Organisations and professions have lost much of their former solidity; careers are not as predictable as formerly, and promotions are no longer regular...But overall there are more career opportunities, and the higher level middle class jobs are better rewarded than ever before.’ (p. 148).

Inter- and intra-class sensibilities are made evident through comparisons, whether explicit or implicit. People make comparisons with another class fraction (middle class and lower middle class) or with other classes. Although Barbalet called for a ‘macro-sociology of emotion’ in his 1992 paper, it is only recently that new advances have been made in building a theory of class relations and emotion, in what Diane Reay (2005) has called ‘the psychic landscape of class’. She draws on Andrew Sayer’s analysis of ‘moral responses to social class’ (Sayer 2005). Sayer wrote of the ‘arrogance, satisfaction, contempt and pride’ of the ‘exclusivist middle class position and the defensiveness of the ‘middle class egalitarian’ (cited in Reay 2005: 213). Both Sayer and Reay write of the ‘resentment, envy, pride and anger’ of working-class solidarists, much like the patterns of anger and resentment we have described from our qualitative materials (Fenton 2012). Writing of ‘middle class identities’, Stephanie Lawler (2005) has described ‘disgusted subjects’, the middle-class actors looking down on the poor taste of those they consider inferior. Chris Haylett (2001) had described the inferiorisation of the poor and ‘white’ working class as a political strategy in the early years of the Blair-led Labour government, a strategy taken up enthusiastically by David Cameron and Ian Duncan Smith in the (2010 to 2016) conservative government. The banking and financial crisis of 2008 led to new economic uncertainties, loss of employment and causes of resentment and anger; the Conservative government of 2010, elected in the wake of the crisis, gave new vent to fury directed at the supposedly indolent.

This most recent economic failure has resulted in job losses and reductions in income for both the working and middle classes.

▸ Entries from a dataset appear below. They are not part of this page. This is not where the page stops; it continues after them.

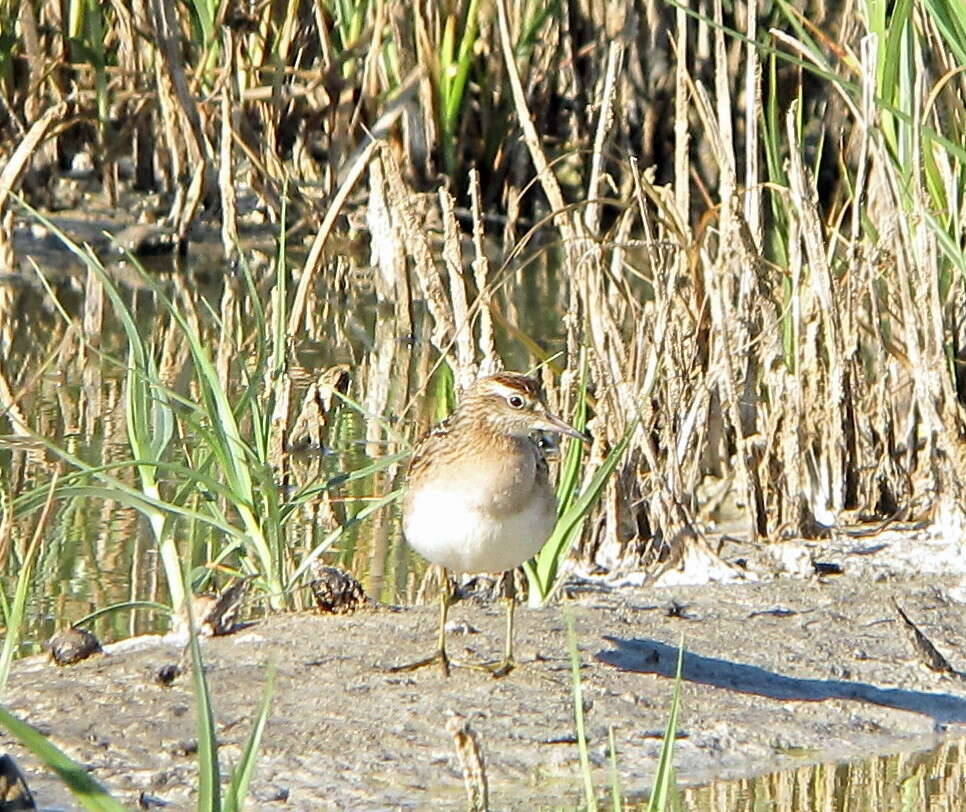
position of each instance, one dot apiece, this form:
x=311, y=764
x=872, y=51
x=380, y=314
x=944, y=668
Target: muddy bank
x=777, y=672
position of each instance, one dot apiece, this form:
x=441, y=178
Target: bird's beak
x=550, y=423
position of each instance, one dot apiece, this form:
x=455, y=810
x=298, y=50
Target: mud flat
x=778, y=672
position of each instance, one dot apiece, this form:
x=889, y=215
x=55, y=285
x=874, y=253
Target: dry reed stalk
x=467, y=369
x=353, y=171
x=490, y=363
x=226, y=169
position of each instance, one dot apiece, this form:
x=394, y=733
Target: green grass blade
x=664, y=791
x=615, y=780
x=579, y=713
x=242, y=774
x=542, y=572
x=88, y=792
x=209, y=775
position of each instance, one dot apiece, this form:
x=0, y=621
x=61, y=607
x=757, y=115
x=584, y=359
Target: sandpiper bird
x=479, y=498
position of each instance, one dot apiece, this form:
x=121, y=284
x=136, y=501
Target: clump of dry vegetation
x=749, y=225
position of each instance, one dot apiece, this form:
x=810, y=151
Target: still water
x=67, y=372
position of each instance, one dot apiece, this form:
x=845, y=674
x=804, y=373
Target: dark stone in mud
x=72, y=645
x=827, y=678
x=147, y=239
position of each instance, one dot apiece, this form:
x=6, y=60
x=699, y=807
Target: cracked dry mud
x=776, y=673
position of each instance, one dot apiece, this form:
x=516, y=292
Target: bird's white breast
x=452, y=526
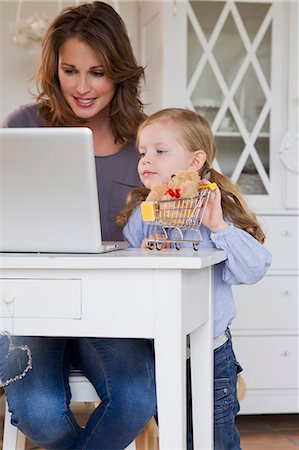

In ‘Middle class squeeze?’ (Muhlau 2014) Muhlau provides a very particular test, through a case study of Ireland, of who has been worst affected by financial hardship post-crisis. He sets out to determine whether ‘the recession has hurt all classes to the same degree’. To do this, he suggests, it is necessary to make a distinction between employee classes and the self-employed or owners of businesses. He concludes that ‘among the employee classes, the answer is surprisingly straightforward’, showing that the ‘lower’ the class, the much greater the risk of financial hardship. ‘The gap between the middle class and the middling classes and between the middling classes and the working classes has widened as a result of the recession’. But the other group which experienced great hardship are not ‘employees’ but ‘self-employed workers and small employers’ who ‘experienced the largest increase in financial hardship’ (Muhlau 2014: 504). The two groups noted here as experiencing financial hardship, manual and low-paid workers and small employers and the self-employed, are the same two groups regularly seen to be giving support to right-wing populist parties in Europe (Ivarsflaten 2008).